On unilateral testicular and epididymal torsion: no effect on the contralateral testis

It is often stated that unilateral testicular torsion results in damage to the contralateral testis; however, there are a growing number of experimental and clinical papers which suggest this is not so. Conflicting results from experimental studies confuse the issue and may be due, among other things, to some specifics of the experimental model. In the present paper, we have examined bilateral rat testes 30 and 60 days after 720 degrees torsion to determine 1) the effect of unilateral testicular torsion with and without the inclusion of epididymal torsion, 2) the effect of relatively chronic torsion (24 hr., 10 day) versus relatively acute torsion (two hr., four hr.), and 3) the effect of establishing the model using scrotal surgery versus using an abdominal approach. Bilateral testicular histology, testis wt. (gm.), cauda epididymal sperm concentrations (sp./ml.), and cauda sperm motility scores (0-4) were examined. Ipsilateral testicular torsion or testicular plus epididymal torsion of two hr. or four hr. duration significantly reduced (p less than .05) ipsilateral testis weights, sperm concentrations, and motility scores, and disrupted normal tissue histology. Contralateral testicles were not altered. Epididymal ischemia alone produced no significant ipsilateral or contralateral effects. Chronic torsion (one day, 10 days) also destroyed ipsilateral testis function without altering the contralateral testicles. The occult cryptorchidism associated with the scrotal approach to establishing the torsion model had no effect on contralateral testicles. In no group, using either Lewis rats or Sprague-Dawley rats, were contralateral testicles altered by unilateral testicular torsion. These results plus recent clinical reports indicate that contralateral testicular damage due to ipsilateral torsion is hardly a proven phenomenon, let alone a significant factor contributing to male infertility.     

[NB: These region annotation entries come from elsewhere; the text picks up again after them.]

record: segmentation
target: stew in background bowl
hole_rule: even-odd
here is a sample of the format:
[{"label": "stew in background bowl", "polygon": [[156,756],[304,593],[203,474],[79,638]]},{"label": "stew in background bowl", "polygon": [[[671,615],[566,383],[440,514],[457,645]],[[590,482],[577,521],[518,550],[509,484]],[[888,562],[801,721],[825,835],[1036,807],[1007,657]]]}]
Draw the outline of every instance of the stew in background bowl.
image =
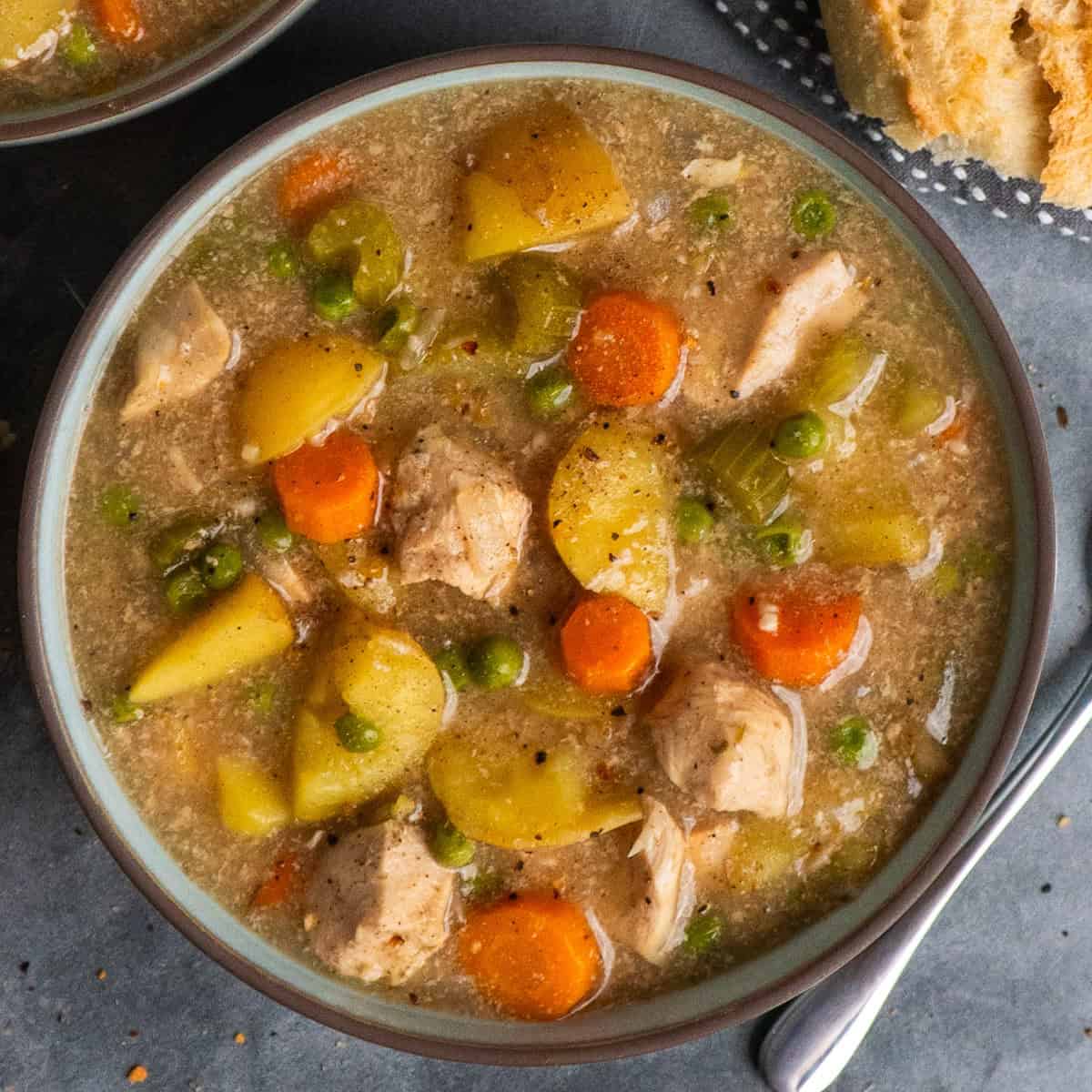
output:
[{"label": "stew in background bowl", "polygon": [[0,145],[144,114],[260,49],[313,0],[7,0]]}]

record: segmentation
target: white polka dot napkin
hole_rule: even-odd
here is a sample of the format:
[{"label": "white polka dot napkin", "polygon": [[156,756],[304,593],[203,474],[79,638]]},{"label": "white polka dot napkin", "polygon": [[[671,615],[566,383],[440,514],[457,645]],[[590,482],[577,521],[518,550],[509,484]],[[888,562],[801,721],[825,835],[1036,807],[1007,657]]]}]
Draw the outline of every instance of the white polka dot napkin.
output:
[{"label": "white polka dot napkin", "polygon": [[883,161],[888,173],[911,192],[945,194],[997,219],[1031,221],[1044,230],[1092,244],[1092,209],[1045,204],[1037,183],[1000,178],[976,161],[938,164],[928,152],[906,152],[875,119],[848,109],[834,80],[816,0],[715,0],[715,5],[736,34],[810,93],[814,112],[822,121]]}]

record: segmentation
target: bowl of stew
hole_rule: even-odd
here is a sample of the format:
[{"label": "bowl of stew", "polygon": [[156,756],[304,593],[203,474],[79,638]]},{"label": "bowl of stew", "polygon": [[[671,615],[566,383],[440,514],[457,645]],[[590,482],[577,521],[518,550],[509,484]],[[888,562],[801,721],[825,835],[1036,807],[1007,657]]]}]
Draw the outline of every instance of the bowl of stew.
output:
[{"label": "bowl of stew", "polygon": [[545,47],[188,186],[69,346],[21,534],[136,886],[301,1012],[507,1064],[879,936],[997,784],[1054,549],[1026,380],[911,198],[724,76]]},{"label": "bowl of stew", "polygon": [[0,145],[87,132],[201,86],[313,0],[3,0]]}]

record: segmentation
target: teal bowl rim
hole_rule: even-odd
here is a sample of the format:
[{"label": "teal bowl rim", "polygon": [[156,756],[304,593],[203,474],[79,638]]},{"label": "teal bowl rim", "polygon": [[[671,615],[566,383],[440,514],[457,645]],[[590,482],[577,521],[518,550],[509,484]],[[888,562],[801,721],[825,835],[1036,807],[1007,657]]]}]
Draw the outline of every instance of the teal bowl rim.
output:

Contralateral genitofemoral sympathetic nerve discharge increases following ipsilateral testicular torsion

The decrease in blood flow due to the activation of sympathetic system has been suggested to play a role in contralateral testicular deterioration associated with unilateral testicular torsion. Sympathetic nerve discharges (SND) from the genitofemoral nerve were evaluated before and during unilateral testicular torsion. Under urethane anesthesia, arterial blood pressure and SND from splanchnic and right genitofemoral nerves were recorded in 12 male Sprague-Dawley rats, 8 of which were included in subsequent analyses. After control recordings of basal discharges for 2 min the left testis was twisted 720 degrees counterclockwise, and recording was resumed for an additional 30 min. Changes in nerve activity were calculated by measuring the area under the autospectrum curve, and alterations were compared. Following testicular torsion no significant changes were obtained for splanchnic SND, but the amplitude of SND from contralateral genitofemoral nerve showed an overall increase of 21.20+/-7.03% in six rats. This increase lasted about 10-15 min and activities returned to pretorsion levels. In two other rats no significant change was observed in either splanchnic or genitofemoral SND. Ipsilateral testicular torsion results in a transient increase in genitofemoral SND. A possible autonomic reflex mechanism may exist, and it may be activated by noxious stimuli from contralateral side. This reflex mechanism may initiate a series of events that lead to the injury of contralateral testis.